Les plus hautes autorités de la République française ont réservé un accueil de choix à Bachir Boumaza, président du Conseil de la Nation algérienne, à l’occasion de la visite officielle qu’il a réalisée en France entre le 15 et le 17 mai 2000. Le deuxième personnage de l’Etat algérien a été reçu successivement par le président du Sénat Christian Poncelet, le président de l’Assemblée nationale Raymond Forni, le président du Conseil supérieur de l’Audiovisuel Hervé Bourges, le président de la République Jacques Chirac, le Premier ministre Lionel Jospin et le ministre des Affaires étrangères Hubert Védrine.
L’ancien dirigeant du Front de Libération Nationale algérien, leader des Algériens emprisonnés en France après son arrestation, et qui avait à ce titre mené plusieurs grèves de la faim pour obtenir l’amélioration de leur régime de détention, avant de s’évader, a ainsi pu ainsi goûter toute l’ironie d’une histoire qui fait désormais de lui un hôte de marque, visiteur officiel, là où il était hier persona non grata…
L’histoire algérienne incarnée dans la vie d’un homme
La venue de Bachir Boumaza en France ne précède que de quelques semaines la visite d’Etat que le président Abdelaziz Bouteflika fera à Paris du 13 au 16 juin. Elle en constitue une sorte de répétition générale. Avec ses différents interlocuteurs, le président du Conseil de la Nation a ainsi pu évoquer les attentes actuelles de l’Algérie et les évolutions en cours. Cette entrée en matière devrait permettre aux rencontres du chef de l’Etat algérien d’être immédiatement productives et efficaces : le terrain sera déblayé pour les relations constructives.

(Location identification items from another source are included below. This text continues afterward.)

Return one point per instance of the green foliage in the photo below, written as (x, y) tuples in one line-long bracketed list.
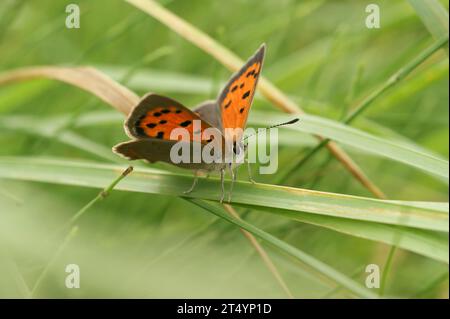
[(145, 239)]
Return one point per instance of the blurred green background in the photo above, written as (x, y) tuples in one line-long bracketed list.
[(320, 53)]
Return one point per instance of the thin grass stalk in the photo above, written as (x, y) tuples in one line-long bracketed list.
[(58, 252), (115, 95), (364, 104), (261, 252), (233, 62)]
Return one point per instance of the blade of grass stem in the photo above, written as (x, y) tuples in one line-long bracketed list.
[(233, 62)]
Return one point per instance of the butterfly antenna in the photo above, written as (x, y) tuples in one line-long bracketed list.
[(273, 126)]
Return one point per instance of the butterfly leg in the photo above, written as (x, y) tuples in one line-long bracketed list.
[(250, 178), (194, 183), (222, 182), (233, 179)]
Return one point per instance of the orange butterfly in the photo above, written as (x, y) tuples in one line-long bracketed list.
[(152, 121)]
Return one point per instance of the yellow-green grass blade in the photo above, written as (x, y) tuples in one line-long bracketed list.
[(433, 15), (364, 141)]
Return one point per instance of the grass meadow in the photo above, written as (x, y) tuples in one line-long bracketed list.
[(358, 207)]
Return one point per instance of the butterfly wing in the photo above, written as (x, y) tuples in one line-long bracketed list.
[(236, 98), (156, 116), (208, 111)]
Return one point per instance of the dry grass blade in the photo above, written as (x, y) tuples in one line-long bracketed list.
[(86, 78), (265, 257), (233, 62), (123, 100)]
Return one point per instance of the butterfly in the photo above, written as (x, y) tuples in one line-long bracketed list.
[(152, 121)]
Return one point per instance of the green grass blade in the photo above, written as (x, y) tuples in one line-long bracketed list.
[(356, 138), (423, 242)]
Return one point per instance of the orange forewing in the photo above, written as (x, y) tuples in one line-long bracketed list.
[(236, 99), (156, 116)]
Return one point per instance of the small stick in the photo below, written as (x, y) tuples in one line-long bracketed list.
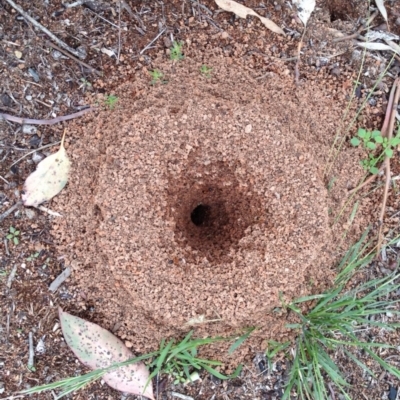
[(10, 210), (31, 358), (34, 151), (296, 68), (52, 121), (48, 211), (48, 43), (6, 247), (142, 51), (45, 30), (119, 31), (388, 111), (359, 30), (11, 277), (392, 120)]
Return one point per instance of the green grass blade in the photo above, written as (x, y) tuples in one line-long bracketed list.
[(240, 340)]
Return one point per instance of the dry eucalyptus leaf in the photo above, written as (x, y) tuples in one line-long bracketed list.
[(381, 8), (304, 9), (242, 11), (375, 46), (98, 348), (49, 179)]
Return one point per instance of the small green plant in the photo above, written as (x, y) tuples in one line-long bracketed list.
[(273, 348), (332, 324), (13, 235), (33, 256), (157, 76), (206, 71), (110, 101), (178, 360), (371, 141), (85, 84), (176, 51)]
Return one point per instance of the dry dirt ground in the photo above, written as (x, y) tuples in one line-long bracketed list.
[(239, 148)]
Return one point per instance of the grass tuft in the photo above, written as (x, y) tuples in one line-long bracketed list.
[(332, 324), (177, 360)]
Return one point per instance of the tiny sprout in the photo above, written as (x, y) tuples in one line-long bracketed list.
[(110, 101), (13, 235), (156, 76), (206, 71), (176, 51), (373, 140)]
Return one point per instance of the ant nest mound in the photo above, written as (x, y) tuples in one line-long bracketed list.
[(198, 203)]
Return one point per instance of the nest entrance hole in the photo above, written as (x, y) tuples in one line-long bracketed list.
[(212, 214)]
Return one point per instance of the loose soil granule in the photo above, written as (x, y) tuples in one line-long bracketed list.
[(204, 199)]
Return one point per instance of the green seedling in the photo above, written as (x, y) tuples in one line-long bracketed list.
[(110, 101), (179, 360), (176, 51), (371, 141), (273, 348), (156, 76), (13, 235), (33, 256), (206, 71), (85, 84)]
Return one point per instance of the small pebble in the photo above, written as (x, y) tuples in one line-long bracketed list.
[(35, 140), (56, 54), (6, 100), (335, 71), (248, 128), (29, 129), (30, 213), (33, 74), (37, 157), (224, 35)]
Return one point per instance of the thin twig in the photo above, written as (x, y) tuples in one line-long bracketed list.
[(34, 151), (359, 30), (104, 19), (6, 247), (10, 210), (45, 30), (369, 180), (389, 135), (296, 68), (142, 51), (52, 121), (119, 31), (31, 357), (48, 43)]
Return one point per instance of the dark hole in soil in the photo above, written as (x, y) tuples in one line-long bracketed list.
[(200, 215), (211, 214)]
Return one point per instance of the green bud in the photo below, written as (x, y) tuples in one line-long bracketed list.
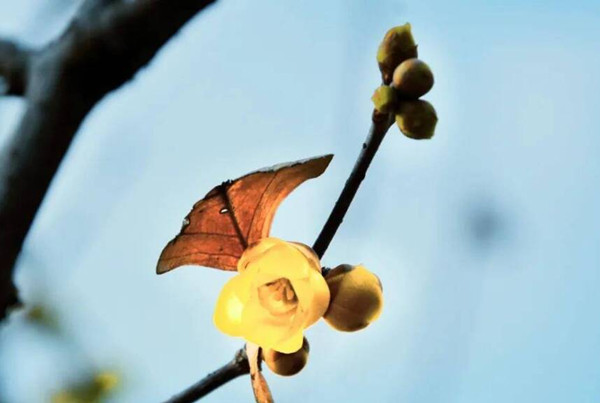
[(356, 298), (413, 78), (385, 99), (287, 364), (398, 45), (416, 119)]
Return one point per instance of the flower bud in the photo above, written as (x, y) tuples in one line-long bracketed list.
[(356, 298), (287, 364), (416, 119), (413, 78), (385, 99), (398, 45)]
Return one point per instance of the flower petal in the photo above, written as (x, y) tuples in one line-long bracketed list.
[(290, 345), (262, 328), (313, 297), (309, 254), (230, 305)]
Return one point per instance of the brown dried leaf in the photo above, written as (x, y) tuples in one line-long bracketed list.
[(235, 214), (260, 387)]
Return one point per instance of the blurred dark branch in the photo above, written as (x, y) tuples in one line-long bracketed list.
[(236, 367), (107, 42), (14, 62)]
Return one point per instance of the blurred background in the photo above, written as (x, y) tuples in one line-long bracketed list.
[(486, 238)]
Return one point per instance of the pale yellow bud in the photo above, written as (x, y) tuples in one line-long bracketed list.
[(413, 78), (287, 364), (416, 119), (356, 298), (398, 45)]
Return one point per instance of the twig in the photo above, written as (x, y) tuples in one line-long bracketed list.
[(379, 127), (381, 124), (14, 62), (237, 367), (107, 42)]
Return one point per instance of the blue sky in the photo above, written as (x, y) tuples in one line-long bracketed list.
[(485, 238)]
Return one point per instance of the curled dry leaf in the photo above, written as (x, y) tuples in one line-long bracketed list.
[(235, 214)]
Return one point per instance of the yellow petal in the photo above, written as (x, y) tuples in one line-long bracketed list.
[(262, 328), (230, 305), (313, 297), (290, 345), (311, 256)]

Le président de la Haute Assemblée algérienne condense en lui une bonne part de l’histoire de son pays depuis son indépendance, puisque ministre de Ben Bella puis de Boumediene, il choisit un temps l’exil pour marquer sa désapprobation devant les options prises par le régime du Parti unique après le coup d’Etat du 19 juin 1965…Aujourd’hui à la tête de la seconde Chambre, il tient des propos roboratifs sur la nécessité d’adapter l’Algérie à Internet, ajoutant d’un oeil pétillant : » les sénats sont considérés comme conservateurs, partout. Je voudrais que le Sénat algérien ne soit pas du tout conservateur… Et je me fixe deux chantiers : le Code de la famille, pour instaurer une véritable égalité des sexes, et le Code de l’information, pour ouvrir l’audiovisuel algérien au pluralisme démocratique. «
La liberté plus que la force
Fier que » parmi les pays africains et arabes, l’Algérie soit le pays qui connaisse la plus grande liberté d’expression en presse écrite, avec plus de 100 titres, dont plus de 19 quotidiens en langue française ! « , Bachir Boumaza a conscience du retard pris par le marché audiovisuel et prône une libéralisation du système médiatique, que ce soit en radio ou en télévision. » Ceux qui s’y opposent prétendent protéger leur culture et leur identité, en réalité ils défendent leurs privilèges et leur médiocrité « a-t-il déclaré aux membres du CSA.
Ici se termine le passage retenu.